This bill would ban the use of TikTok from all state agency devices.

LITTLE ROCK, Ark. — Arkansas could soon join other states that have banned the use of TikTok on state-issued devices. Last week, we told you how governors from multiple states including Oklahoma and Texas have banned the app with executive orders. 

An Arkansas senator has filed a bill to prohibit public entities from using TikTok on any state-owned or leased device including phones and computers. If this becomes law it would mean state agencies like the Department of Health and ARDOT could not use the social media platform to get their message out.

“I think before the end of '23, you're gonna see most of the states in the United States ban this app from government phones,” said Sen.

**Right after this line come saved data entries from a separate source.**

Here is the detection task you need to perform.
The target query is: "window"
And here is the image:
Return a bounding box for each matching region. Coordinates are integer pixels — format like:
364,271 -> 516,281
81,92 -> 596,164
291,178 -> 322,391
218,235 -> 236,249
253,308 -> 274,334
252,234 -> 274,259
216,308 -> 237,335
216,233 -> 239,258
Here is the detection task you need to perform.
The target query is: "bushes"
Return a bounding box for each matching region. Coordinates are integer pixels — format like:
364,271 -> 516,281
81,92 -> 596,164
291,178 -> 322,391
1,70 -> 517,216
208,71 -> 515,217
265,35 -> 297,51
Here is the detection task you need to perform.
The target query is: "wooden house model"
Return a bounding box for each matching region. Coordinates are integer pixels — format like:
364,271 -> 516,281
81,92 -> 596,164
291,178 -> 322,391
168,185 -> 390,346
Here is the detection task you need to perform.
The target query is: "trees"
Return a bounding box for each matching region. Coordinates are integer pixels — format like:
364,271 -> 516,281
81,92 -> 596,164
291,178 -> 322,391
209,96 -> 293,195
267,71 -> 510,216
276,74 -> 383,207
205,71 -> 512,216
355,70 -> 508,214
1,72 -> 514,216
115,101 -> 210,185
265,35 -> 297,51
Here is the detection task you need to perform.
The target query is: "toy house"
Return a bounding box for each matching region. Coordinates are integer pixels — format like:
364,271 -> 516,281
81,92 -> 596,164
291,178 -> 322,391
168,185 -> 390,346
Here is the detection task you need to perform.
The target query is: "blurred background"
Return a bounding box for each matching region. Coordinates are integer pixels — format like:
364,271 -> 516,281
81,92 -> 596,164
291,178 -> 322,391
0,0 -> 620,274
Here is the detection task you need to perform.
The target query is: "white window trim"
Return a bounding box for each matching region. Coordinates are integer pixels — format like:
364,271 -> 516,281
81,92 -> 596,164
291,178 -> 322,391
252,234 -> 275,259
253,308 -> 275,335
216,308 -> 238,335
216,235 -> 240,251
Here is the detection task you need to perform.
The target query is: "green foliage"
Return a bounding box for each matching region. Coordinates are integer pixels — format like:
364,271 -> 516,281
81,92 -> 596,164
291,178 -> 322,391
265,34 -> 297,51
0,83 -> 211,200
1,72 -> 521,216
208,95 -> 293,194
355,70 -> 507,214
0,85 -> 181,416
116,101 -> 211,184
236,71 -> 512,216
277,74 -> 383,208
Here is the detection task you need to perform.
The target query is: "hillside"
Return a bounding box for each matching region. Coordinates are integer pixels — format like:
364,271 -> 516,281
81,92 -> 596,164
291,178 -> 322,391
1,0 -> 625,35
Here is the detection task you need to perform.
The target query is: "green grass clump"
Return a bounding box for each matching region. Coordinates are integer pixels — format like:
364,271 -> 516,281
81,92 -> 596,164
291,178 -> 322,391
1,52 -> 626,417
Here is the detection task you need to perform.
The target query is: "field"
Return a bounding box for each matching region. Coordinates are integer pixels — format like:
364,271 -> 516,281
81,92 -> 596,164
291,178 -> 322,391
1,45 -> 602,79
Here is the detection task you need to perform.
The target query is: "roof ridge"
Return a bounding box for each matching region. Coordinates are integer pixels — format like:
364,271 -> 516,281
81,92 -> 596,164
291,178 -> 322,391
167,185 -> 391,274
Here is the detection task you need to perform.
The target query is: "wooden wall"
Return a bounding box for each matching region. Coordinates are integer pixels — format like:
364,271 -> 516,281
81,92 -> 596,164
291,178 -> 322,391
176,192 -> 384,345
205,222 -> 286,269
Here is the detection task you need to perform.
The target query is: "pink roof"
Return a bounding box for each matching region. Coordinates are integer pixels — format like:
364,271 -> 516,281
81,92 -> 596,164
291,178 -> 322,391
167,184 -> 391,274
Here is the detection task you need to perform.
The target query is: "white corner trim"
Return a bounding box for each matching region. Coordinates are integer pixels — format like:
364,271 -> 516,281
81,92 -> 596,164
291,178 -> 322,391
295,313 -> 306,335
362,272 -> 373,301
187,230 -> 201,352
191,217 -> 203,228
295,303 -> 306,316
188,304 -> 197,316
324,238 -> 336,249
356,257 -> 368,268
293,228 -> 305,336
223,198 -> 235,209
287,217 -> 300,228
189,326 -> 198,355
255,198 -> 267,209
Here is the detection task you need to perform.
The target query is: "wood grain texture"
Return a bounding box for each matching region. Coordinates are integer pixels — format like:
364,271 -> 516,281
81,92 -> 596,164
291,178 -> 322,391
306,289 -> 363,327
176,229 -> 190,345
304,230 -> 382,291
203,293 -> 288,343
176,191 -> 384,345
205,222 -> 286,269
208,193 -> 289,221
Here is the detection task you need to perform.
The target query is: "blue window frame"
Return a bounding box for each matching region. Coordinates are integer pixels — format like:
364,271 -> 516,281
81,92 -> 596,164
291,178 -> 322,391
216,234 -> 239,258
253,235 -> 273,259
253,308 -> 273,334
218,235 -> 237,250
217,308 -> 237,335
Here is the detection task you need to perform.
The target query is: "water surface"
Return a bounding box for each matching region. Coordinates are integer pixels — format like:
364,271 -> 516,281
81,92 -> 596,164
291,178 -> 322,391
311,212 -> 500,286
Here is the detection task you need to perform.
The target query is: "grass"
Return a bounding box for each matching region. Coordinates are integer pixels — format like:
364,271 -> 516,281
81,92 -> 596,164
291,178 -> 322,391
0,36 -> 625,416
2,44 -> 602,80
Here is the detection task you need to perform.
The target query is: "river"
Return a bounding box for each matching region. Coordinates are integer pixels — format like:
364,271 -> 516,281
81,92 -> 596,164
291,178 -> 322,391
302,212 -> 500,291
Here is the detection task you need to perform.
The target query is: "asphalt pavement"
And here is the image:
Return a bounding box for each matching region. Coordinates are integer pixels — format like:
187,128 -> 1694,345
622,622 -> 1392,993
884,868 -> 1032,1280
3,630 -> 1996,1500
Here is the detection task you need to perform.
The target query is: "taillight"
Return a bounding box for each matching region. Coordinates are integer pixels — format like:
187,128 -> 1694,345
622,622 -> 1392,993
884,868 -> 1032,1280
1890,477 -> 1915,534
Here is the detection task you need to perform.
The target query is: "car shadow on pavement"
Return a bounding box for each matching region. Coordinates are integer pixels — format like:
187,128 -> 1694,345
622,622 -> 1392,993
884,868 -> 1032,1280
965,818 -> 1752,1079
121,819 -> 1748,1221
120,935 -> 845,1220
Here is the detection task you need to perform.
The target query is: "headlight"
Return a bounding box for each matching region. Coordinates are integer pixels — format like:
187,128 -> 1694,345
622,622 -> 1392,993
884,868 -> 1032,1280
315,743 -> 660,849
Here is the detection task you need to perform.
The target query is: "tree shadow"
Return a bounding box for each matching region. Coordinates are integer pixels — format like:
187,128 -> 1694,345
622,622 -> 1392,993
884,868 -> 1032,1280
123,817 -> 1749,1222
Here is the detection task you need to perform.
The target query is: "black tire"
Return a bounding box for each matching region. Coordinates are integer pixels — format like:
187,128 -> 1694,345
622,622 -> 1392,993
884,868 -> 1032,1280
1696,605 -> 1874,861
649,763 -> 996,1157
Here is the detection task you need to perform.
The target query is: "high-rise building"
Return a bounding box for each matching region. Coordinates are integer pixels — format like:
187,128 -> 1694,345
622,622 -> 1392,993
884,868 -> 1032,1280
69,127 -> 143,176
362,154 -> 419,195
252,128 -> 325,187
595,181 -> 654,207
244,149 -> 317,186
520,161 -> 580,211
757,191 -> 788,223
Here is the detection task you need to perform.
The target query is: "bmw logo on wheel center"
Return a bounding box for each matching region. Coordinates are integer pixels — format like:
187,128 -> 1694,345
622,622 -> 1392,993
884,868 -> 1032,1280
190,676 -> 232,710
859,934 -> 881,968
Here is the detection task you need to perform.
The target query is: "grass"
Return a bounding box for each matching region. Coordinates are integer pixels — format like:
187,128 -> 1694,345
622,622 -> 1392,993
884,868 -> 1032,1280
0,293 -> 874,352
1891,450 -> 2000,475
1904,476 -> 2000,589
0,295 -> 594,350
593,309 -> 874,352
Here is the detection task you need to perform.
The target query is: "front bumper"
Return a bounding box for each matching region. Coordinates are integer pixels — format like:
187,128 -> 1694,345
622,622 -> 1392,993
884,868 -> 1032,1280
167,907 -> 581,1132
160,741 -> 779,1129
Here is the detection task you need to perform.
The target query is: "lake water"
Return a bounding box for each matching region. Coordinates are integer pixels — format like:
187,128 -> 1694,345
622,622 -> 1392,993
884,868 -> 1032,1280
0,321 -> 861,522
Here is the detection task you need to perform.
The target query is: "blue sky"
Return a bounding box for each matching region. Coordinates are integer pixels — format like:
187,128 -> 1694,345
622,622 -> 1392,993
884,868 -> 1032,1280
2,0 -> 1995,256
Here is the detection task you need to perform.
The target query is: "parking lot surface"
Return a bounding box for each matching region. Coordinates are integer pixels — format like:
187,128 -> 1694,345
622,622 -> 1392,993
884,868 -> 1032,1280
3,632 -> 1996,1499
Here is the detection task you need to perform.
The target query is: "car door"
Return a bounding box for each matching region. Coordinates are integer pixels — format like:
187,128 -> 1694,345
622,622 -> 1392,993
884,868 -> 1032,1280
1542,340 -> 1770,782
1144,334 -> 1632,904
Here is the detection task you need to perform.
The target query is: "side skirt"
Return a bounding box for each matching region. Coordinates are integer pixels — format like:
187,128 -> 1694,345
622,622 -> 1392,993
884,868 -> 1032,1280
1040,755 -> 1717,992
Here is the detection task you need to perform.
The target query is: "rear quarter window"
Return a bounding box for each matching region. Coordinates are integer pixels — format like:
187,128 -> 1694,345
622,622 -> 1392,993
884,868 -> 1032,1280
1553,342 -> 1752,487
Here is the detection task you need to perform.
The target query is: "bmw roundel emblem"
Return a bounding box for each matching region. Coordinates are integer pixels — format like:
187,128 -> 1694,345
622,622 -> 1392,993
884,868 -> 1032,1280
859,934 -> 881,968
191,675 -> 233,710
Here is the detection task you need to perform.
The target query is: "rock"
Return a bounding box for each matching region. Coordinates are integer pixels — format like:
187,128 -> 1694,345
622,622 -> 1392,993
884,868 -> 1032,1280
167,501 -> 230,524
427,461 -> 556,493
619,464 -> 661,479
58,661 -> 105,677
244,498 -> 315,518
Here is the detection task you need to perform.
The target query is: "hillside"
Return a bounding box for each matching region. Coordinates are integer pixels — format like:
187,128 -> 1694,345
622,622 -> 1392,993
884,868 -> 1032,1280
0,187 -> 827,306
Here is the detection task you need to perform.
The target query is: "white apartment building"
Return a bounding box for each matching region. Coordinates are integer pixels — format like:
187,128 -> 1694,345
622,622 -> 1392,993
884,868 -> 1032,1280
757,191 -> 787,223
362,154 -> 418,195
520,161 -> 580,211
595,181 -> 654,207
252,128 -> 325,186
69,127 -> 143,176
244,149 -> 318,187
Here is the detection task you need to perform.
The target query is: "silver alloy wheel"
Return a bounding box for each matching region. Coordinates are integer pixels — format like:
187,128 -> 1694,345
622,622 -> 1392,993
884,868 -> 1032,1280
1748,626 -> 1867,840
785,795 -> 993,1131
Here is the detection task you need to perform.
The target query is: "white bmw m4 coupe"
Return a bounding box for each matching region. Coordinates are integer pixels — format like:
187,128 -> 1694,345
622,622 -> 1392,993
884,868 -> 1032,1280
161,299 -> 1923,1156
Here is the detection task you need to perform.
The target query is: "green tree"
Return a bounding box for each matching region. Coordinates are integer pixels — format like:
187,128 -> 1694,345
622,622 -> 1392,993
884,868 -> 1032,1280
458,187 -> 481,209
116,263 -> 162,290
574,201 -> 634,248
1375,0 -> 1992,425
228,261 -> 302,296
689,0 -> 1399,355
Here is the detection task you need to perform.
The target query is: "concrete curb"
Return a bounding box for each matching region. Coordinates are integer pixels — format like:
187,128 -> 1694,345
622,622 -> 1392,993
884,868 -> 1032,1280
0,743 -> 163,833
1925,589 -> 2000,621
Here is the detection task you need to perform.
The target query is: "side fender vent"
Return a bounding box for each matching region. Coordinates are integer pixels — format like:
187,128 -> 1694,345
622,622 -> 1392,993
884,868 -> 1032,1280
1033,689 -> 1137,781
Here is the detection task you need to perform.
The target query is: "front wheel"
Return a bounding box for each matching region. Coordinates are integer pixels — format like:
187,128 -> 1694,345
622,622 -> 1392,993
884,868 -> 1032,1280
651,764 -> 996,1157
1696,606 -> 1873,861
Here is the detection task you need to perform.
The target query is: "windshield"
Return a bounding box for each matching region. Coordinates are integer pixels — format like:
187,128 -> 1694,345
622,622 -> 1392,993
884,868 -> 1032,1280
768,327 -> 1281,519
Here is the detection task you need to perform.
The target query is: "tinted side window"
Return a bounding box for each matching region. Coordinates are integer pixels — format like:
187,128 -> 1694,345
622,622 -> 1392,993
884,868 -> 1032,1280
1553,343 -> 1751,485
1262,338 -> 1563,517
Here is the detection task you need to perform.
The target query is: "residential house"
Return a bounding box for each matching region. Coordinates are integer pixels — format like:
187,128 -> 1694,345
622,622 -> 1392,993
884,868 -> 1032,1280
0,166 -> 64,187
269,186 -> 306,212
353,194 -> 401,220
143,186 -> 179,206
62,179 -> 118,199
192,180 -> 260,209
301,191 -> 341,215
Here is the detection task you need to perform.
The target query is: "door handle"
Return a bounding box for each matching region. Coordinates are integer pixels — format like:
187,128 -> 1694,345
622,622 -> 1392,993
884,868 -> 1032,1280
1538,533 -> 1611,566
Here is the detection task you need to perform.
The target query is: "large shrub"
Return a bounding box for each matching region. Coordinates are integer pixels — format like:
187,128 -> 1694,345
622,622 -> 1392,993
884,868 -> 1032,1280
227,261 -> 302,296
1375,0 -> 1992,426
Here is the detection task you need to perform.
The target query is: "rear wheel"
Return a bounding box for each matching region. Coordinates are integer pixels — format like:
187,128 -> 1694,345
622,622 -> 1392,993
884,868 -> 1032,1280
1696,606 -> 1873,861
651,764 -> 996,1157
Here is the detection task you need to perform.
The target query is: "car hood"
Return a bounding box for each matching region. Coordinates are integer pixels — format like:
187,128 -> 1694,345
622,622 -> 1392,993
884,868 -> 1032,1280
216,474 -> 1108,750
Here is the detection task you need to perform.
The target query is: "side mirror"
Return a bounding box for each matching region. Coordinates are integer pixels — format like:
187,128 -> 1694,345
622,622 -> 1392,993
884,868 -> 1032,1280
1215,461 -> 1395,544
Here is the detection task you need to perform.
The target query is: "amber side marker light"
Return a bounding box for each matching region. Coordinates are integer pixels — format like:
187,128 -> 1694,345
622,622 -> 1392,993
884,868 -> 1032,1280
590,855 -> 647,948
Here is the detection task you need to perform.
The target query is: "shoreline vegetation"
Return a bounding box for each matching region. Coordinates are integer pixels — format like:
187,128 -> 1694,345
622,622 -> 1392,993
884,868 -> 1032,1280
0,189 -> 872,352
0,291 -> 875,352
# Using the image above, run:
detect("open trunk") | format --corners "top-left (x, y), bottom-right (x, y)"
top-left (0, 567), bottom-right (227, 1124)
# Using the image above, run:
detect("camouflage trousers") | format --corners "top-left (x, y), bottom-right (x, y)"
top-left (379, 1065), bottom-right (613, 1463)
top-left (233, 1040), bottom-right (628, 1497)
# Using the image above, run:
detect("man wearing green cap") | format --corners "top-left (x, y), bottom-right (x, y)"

Gary Stubblefield.

Stubblefield co-authored a bill that would prohibit public entities from using the TikTok app or visiting its website on state devices because of security concerns.

TikTok is owned by the Chinese company ByteDance. U.S. officials have warned that the Chinese government could force the company to share its data.

“The more data they collect, the more money they make, which is an incentive for more and more people, though, these kids to download this app,” he said.

Stubblefield, who is a Republican, represents District 26 which includes Franklin and Logan counties as well as part of Johnson and Sebastian counties. His proposed legislation comes as other states and the federal government assess the use of TikTok. The U.S. Senate unanimously approved a measure on Wednesday, Dec. 14, that would ban federal employees from using TikTok on all government devices.

“It’s very important that we do not allow them to have access to this data,” he said.

Senator Greg Leding is a Democrat who represents Fayetteville. While he’s aware of there being some potential national security concerns with TikTok, he’s not familiar with them enough to know if those concerns apply at the state level.

“I'm not necessarily against this legislation. But since TikTok does seem to be the way that so many young people get news and learn so much about what's going on in the world. I'm sort of hesitant at this point to say that I'm willing to ban it, and to keep the state from being able to use it to reach out to young Arkansans,” he said.

Unlike Oklahoma and Texas who banned TikTok via executive order, the bill filed in Arkansas would become law if passed by both the Senate and House and signed by incoming Governor, Sarah Huckabee Sanders.

Arkansas legislators are back in session in less than one month on January 9.

Since this bill has already been filed, it will likely be discussed early in the session.